5月29日に「Tahax」というユーザーが最初に報告した730万ドルのエクスプロイトにより、BNBチェーン上の古いDxSaleコントラクトに関連する1,400以上の流動性プールが流出した。攻撃者はDxSaleのロッカー(数年前に立ち上げられたプロジェクトのLPトークンを保持していたコントラクト)から資金を引き出し、追跡を困難にするためにAnySwapを通じて移動させた。このエクスプロイトは、ブリッジやレンディングプロトコル全体で損失が積み重なっている、仮想通貨セキュリティにとって厳しい月に加わるものだ。
エクスプロイトの仕組み
攻撃者は、Bybitから資金提供され、AnySwapを経由した可能性のある新しいアドレス0xC457...FA69を使用して、DxSaleのロッカーコントラクトの所有権を取得した。
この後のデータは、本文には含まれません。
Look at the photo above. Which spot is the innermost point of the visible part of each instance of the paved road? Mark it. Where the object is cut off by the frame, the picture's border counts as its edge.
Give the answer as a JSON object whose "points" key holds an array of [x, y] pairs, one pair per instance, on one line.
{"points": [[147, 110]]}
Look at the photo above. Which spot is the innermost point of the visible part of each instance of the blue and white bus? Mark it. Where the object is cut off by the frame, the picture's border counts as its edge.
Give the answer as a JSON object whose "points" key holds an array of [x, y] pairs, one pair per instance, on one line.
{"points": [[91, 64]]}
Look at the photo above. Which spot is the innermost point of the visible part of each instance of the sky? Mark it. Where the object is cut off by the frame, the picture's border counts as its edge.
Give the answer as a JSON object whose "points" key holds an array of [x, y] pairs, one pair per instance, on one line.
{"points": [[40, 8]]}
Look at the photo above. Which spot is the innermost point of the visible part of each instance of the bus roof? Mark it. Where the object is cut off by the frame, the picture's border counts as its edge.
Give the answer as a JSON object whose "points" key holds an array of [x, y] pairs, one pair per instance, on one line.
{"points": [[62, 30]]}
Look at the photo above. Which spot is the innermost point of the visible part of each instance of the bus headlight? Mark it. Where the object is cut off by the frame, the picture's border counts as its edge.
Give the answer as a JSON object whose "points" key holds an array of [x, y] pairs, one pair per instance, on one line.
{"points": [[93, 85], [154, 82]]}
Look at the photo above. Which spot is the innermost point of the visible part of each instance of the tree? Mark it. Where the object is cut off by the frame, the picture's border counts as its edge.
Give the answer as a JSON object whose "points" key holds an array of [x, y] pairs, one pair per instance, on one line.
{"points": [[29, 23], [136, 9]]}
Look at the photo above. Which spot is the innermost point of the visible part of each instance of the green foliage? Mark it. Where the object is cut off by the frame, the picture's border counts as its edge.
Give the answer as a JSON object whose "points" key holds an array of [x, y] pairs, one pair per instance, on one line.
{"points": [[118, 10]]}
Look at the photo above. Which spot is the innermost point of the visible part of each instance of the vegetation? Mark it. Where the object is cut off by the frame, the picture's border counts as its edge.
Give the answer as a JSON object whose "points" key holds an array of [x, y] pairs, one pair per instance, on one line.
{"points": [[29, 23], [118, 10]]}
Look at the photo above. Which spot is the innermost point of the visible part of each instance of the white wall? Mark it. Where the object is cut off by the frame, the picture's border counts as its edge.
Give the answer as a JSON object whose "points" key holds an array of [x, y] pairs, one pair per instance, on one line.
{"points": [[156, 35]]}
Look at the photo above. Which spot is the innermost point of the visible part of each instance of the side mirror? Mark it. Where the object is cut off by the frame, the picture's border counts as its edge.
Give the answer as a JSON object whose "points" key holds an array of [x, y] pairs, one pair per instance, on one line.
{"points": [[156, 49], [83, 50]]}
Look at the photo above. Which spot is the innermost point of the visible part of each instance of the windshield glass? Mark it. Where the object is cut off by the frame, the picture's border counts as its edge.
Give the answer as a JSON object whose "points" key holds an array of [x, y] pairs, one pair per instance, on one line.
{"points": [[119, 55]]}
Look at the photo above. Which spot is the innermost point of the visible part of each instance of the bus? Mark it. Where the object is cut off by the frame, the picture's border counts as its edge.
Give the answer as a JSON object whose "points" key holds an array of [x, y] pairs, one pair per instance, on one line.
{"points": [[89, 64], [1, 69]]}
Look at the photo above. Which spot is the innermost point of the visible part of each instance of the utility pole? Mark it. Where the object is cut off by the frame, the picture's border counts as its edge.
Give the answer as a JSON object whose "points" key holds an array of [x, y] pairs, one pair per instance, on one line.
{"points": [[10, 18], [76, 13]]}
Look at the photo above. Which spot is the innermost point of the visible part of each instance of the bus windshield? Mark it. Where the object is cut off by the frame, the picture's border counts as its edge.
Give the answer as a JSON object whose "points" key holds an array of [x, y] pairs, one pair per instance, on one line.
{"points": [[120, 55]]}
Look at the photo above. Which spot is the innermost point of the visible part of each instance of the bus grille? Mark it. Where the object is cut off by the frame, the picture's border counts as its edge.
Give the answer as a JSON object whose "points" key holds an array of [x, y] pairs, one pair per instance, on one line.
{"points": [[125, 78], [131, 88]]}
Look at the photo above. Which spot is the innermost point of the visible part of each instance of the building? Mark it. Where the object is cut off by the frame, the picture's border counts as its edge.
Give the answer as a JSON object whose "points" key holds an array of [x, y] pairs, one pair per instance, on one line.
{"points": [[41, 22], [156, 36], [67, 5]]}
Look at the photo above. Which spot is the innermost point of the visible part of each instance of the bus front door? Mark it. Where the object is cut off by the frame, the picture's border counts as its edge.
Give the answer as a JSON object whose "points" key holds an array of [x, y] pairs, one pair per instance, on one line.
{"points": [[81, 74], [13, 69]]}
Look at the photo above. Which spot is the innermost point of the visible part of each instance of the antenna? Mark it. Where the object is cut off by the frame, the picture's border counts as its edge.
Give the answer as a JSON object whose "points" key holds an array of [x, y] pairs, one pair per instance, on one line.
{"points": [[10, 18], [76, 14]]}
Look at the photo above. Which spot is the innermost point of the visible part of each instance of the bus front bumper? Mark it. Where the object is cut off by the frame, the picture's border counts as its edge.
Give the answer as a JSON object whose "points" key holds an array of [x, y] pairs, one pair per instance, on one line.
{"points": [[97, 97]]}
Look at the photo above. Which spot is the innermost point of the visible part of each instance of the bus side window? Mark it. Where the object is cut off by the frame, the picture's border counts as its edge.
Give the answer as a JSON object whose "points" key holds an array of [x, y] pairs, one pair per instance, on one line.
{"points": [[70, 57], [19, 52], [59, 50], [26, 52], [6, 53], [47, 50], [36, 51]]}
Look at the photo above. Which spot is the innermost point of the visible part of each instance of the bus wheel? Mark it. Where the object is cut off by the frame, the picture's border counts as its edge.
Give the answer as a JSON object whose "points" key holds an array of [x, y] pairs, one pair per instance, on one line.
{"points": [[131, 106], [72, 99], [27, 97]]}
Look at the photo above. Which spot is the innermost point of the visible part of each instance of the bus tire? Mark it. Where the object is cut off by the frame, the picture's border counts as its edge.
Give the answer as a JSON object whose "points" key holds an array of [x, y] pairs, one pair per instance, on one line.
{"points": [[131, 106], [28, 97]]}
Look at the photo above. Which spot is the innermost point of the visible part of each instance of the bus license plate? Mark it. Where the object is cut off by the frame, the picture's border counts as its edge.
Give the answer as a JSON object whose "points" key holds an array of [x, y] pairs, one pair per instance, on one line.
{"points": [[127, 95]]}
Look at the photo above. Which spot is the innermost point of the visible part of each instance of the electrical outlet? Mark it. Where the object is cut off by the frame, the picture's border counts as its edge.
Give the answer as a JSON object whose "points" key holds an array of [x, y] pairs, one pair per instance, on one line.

そのコントラクトは未検証であり、バックドアが含まれていた可能性が高く、攻撃者はそれを悪用して数時間以内にLPトークンを流出させた。そこから2,958 BNB(187万ドル)が2つの主要ウォレットに転送され、その後Binanceの入金アドレスを通じて移動された。
静かな所有権移管
約9ヶ月前、DxSaleのデプロイヤーがロッカーの所有権を新しいウォレットに移管したが、公開発表や移行通知は一切なかった。古いコントラクトは何年も放置されており、格好の標的となっていた。ローンチパッドプラットフォームであるDxSaleは、このエクスプロイトが発見されて以来、何の声明も出していない。
厳しい5月の一部
これは孤立した事件ではない。仮想通貨セクターは4月に同様のハッキングで少なくとも6億5000万ドルを失っている。5月だけでも、Verusブリッジで1100万ドルのエクスプロイト、TrustedVolumesで590万ドルの攻撃、そしてTHORChainで可能性として1000万ドルのインシデントが発生した。OpenZeppelinの共同創業者Manuel Aráoz氏は「すべてのDeFiは安全ではない」と宣言し、AI支援の攻撃者がセキュリティチームがパッチを適用するよりも速く脆弱性を見つけていると主張した。DxSaleのロッカー — 古く、未検証で、静かに移管された — はその厳しいパターンに当てはまる。
DxSaleはコメント要請にまだ応じていない。ロッカーコントラクトは未修正のままであり、AnySwapを通じた攻撃者の痕跡は、資金がおそらく永久に失われたことを意味している。